Here are my five tips for bootstrapping your startup.

1. Pick your cofounder wisely.

You cannot expect to succeed running a startup from scratch on your own. You must have a cofounder, someone who is willing to be your teammate through thick and thin. Ideally, you and your cofounder should have two different ways of thinking. You need opposing viewpoints to help make decisions and consider the possible outcomes from all angles. You want your skillsets to complement each other so that there is no task you cannot do together.

2. Generate cash quickly.

It’s going to be expensive bootstrapping your company. There is no denying that fact. For that reason, you need a business model that will begin generating cash quickly. You may not necessarily be profitable from the jump. In fact, you probably won’t be, but generating cash and gaining traction are good signs for your business. Having a stream of incoming cash will at the very least give you some money to spend on continuing to grow without having to pump your own savings dry. Better yet, showing an ability to gain traction and generate cash early on could begin to attract investors, and that is a good thing.

Investors these days are looking for hypergrowth. They want to purchase a chunk of a business that is about to give them a 10x multiple. It also does not hurt to already be thinking about your exit strategy. While that may seem a bit like putting the cart before the horse, the exit is a big part of today’s startup culture, especially when investors start getting involved.

3. Don’t hire if you don’t need to.

For a young, growing company, unnecessary employees are an unnecessary expense. You may be able to get by without a paycheck for a few months as the founder, but that is not something you can ask employees to do. In the early stages, you need to do as much of the work yourself as possible. Only hire additional employees when it is absolutely necessary.

And by god, keep as spartan an office space as necessary. The stereotypical startup office is hip, trendy, and generally a massive waste of money. Leave the futuristic furniture, coconut water, and video games to the big boys at Facebook and Google for now.

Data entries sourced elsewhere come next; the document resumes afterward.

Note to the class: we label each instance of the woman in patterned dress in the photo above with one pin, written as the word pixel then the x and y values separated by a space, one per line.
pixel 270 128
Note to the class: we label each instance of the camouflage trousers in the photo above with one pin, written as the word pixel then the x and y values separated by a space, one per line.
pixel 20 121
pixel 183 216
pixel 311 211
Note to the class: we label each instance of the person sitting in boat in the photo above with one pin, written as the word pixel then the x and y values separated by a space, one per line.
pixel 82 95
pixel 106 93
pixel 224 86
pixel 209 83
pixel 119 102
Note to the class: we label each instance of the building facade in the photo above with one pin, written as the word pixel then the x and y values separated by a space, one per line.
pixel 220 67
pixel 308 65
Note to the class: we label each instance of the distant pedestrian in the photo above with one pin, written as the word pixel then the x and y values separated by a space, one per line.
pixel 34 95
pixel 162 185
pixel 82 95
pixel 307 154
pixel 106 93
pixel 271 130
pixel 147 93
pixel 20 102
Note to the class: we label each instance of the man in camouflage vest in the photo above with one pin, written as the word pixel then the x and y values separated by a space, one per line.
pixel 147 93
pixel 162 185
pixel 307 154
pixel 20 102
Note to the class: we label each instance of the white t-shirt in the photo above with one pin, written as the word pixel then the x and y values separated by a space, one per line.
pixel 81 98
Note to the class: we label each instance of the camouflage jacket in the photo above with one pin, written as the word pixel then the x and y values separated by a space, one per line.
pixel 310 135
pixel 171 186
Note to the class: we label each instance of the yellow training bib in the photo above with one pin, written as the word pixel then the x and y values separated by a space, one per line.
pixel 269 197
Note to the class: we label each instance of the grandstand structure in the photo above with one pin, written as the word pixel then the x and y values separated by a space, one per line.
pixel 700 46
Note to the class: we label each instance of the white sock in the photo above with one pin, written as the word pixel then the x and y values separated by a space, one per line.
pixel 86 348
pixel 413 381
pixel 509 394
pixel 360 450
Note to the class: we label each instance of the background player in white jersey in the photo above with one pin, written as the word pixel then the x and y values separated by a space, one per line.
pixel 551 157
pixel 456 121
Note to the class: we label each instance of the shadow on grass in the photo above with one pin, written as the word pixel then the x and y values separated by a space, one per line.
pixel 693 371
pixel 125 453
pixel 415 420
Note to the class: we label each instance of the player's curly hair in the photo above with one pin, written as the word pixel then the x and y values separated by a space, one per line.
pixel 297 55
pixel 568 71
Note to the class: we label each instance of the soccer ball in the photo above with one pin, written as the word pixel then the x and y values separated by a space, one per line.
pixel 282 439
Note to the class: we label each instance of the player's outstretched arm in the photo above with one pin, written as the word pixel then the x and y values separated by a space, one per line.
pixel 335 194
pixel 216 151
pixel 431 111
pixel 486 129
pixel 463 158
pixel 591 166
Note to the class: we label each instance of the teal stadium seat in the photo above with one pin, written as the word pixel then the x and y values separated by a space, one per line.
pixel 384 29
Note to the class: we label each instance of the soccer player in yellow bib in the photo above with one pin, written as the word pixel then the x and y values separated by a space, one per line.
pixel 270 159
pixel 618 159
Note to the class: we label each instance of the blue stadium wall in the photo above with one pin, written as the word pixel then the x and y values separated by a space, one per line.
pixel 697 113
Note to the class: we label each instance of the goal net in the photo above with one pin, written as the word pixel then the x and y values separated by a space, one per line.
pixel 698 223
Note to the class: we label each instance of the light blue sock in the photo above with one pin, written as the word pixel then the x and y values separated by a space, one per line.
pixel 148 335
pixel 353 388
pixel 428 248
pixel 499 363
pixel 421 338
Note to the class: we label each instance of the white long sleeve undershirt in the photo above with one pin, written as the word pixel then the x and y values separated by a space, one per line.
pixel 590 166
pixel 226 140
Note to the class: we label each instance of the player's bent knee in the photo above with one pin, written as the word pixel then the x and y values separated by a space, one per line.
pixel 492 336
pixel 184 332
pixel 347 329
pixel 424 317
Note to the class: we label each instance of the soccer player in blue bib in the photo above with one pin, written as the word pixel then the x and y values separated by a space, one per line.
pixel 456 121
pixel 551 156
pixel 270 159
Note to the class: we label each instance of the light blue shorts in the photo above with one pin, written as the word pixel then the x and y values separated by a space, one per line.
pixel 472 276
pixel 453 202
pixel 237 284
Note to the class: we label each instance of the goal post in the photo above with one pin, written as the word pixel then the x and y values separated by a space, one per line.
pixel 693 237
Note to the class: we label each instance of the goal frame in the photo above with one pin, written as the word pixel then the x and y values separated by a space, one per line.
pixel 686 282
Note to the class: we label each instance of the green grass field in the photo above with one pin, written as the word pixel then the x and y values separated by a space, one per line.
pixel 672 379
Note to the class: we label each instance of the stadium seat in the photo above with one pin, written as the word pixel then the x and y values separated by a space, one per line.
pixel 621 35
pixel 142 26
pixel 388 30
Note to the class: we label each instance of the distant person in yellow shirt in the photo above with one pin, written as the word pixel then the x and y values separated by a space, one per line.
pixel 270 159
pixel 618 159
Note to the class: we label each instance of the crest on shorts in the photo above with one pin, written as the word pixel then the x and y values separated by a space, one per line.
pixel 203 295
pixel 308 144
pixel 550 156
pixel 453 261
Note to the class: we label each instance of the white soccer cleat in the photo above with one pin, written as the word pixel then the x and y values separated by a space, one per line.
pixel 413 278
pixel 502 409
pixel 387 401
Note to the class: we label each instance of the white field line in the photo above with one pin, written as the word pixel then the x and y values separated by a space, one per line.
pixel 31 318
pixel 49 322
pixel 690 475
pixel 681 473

4. Be willing to learn new things.

Really, this is the most important thing you can do, especially if you are not going to be hiring many new employees. The bootstrapping phase will present you with an incredible number of chances to learn and grow as a leader of a business. You will make mistakes, but always be willing to learn from them.

5. Find a strong adviser.

The startup community has plenty of powerful advisers who will be a great asset to you in the early stages of your formation. Find someone who has already gone through the rigors of the startup life, and take their advice seriously. An adviser will help you avoid mistakes, make connections, and get to the next phase.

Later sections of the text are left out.